Log analysis – an essential element of technical SEO – is used to reveal highly important information to improve your organic referencing, by giving you an accurate overview of what Google sees from your site. When applied to SEO, this analysis strictly focuses on the logs generated by Google and the search engines. The logs correspond to a file generated by a web server containing requests received by the server. Server log analysis is used to precisely assess the reliability of the crawl from the robots of the different search engines (Googlebot, Bingbot, Yahoo, Yandex) on your site. In the article, we will focus on Googlebot, as the Californian company holds 94.2% of the market share in France and roughly 92.2% in the world.
Market share of search engines in France (Source: StatCounter, WebRankInfo infographic)
Beyond this aspect, the analysis of the log file also allows identifying all the technical SEO errors. It can be very useful before an SEO redesign for example.
Semji SEO Agency wants to share with you in this article the benefits of log analysis for your SEO, as well as the process to use to succeed.
What are server logs?
Broadly-speaking, the log file is used to store all the events that occur on the server. Like a logbook, server logs are precious in understanding what is really happening on a website.
As soon as a browser or a user-agent tries to access certain resources of your website (a page, image, file…) and which goes through the server, a new line is written in the log file. As time goes by, a huge amount of data adds up. Studying them opens interesting perspectives for improving your SEO.
The server log file is most often called access.log and contains data such as :
- The IP address from which the request originated
- The search engine used
- The hostname
- The HTTP status code (200, 404, 301…)
- The date and time the request was made
- The date and time the robot crawled your website
- the operating system used
How to do a log analysis?
In this article, we will share with you several tools to perform this task. But the first thing to do to analyze your logs is to import a log file and specify your website’s root in the import. You can then see the health of your site in relation to the Google crawl. Then, depending on the tool used, there are different views of the Google bot crawls.
Source: OnCrawl
hen, you need to cross different data between logs from Google bots and those from your crawler tool. You can then sort out the information you are not interested in. For example, we recommend retrieving the list of the most crawled pages to see if there is a correlation between what Google sees and the users’ journey.

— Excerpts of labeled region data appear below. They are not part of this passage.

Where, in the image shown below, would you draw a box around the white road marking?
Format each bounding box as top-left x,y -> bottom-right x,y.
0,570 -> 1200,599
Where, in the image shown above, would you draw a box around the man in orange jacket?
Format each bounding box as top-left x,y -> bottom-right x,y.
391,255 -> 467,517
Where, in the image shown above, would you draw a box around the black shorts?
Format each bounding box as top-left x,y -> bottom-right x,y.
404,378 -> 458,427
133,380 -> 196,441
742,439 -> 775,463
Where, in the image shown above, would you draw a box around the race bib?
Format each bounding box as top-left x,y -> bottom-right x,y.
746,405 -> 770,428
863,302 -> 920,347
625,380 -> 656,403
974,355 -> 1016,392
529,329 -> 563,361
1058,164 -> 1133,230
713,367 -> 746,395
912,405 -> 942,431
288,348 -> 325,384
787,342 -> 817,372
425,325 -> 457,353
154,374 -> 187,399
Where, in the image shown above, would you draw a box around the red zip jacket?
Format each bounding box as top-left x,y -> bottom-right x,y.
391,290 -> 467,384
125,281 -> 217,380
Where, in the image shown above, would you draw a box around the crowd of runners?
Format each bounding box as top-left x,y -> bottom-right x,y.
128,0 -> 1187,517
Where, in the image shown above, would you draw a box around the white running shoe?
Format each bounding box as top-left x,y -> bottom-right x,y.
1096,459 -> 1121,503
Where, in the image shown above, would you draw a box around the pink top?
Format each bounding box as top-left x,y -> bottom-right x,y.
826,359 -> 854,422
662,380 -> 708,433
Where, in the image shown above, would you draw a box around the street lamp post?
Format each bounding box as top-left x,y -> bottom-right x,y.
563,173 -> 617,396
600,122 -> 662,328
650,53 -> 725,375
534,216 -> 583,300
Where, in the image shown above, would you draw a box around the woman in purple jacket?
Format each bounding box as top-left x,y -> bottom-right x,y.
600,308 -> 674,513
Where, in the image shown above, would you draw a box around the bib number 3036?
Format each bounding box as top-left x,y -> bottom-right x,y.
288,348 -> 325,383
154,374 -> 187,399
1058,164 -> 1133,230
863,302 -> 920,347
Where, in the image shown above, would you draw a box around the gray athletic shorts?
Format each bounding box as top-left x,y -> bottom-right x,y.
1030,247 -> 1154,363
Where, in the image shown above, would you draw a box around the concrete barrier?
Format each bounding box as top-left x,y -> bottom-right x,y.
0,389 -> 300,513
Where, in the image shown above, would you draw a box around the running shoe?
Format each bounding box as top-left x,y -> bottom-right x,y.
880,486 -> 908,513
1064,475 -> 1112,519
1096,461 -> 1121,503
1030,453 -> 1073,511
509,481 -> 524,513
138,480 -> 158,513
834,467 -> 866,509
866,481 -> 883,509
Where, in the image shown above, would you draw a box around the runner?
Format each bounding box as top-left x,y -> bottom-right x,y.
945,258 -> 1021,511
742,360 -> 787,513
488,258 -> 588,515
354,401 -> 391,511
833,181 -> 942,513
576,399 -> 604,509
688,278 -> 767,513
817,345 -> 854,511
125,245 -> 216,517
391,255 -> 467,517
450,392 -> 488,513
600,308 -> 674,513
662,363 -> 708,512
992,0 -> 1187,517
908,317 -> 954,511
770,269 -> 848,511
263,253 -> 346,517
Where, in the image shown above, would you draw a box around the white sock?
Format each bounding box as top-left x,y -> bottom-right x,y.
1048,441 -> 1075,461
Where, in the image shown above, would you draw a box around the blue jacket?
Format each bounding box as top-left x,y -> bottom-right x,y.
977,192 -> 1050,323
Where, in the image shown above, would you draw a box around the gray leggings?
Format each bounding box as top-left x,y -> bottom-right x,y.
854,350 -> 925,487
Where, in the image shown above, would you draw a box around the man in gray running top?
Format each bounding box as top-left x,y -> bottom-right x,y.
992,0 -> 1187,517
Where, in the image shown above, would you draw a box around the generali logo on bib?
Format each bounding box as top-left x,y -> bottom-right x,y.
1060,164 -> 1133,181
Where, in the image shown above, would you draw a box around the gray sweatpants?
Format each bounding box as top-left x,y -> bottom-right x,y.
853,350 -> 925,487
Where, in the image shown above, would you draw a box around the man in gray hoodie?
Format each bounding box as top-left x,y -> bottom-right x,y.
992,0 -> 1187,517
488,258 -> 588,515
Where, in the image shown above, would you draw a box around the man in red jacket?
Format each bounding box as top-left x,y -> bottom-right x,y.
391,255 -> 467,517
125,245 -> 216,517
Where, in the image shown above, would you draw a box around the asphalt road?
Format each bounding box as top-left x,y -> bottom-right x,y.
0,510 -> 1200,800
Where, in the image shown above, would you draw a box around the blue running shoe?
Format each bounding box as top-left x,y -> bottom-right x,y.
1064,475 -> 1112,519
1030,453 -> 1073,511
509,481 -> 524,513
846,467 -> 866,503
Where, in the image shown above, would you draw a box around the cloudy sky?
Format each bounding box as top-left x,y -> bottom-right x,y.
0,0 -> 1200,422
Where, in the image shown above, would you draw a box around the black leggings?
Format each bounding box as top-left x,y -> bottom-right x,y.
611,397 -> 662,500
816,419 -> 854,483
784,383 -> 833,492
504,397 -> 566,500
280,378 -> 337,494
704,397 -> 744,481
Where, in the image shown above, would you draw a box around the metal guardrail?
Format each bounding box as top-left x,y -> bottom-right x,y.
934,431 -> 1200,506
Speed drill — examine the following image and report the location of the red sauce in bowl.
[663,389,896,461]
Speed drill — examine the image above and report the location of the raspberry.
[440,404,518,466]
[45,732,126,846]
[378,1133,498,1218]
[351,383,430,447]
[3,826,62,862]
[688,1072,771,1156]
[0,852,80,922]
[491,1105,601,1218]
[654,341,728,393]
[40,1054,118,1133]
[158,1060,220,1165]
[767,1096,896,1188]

We also recommend isolating URLs that are not present in the crawl, in order to reproduce user behavior. The idea is to identify orphan pages that users cannot access while browsing your website or to identify pages that you do not want Google to waste crawling time on. A good way to optimize your crawl budget is by merging the different resources (JavaScript, CSS) that are not relevant for your SEO. Once this is done, you can then identify the 200 pages (accessible pages that do not have errors) that Google might have forgotten to crawl.
This log analysis process will allow you to optimize your internal mesh, detect orphan pages and identify blocking resources. You can further analyze your website by applying filters and segmenting your site to identify potential improvement areas. We will go into more detail about log analysis further down in this article.
Here, we’ve given you an overview of one of the ways to perform log analysis. The methodology to adopt will not be the same depending on the tool used, the size of your website, and its health. Now let’s have a look at how log analysis can be beneficial for your website’s organic referencing.
What’s the purpose of log analysis in SEO?
The main objective of a server log analysis is to better understand how your site is crawled by robots. The log file shows potential blocking points that hinder your website’s referencing.
Log files are true gold mines, they track and record everything happening on your website.
By analyzing the behavior of robots on your website, you can identify :
- How your crawl budget is used.
- The number of pages crawled by Google and especially those that are not.
- How often the Googlebot visits your site.
- Errors encountered to access your website when crawled.
- The areas of your website that are barely or not explored at all by bots – this is very interesting for SEO as crawl can be improved.
Source: OnCrawl
Analyzing a log file is mainly used to identify the technical elements that hinder the referencing on search engines of websites with a high number of pages. This analysis is essential for a large website, as the Googlebot will not be able to browse all the pages of your site in one go. On each visit, the Google robots will explore the pages of the website based on several criteria:
- Server capacity: if the server responds quickly, the robot will explore the site faster.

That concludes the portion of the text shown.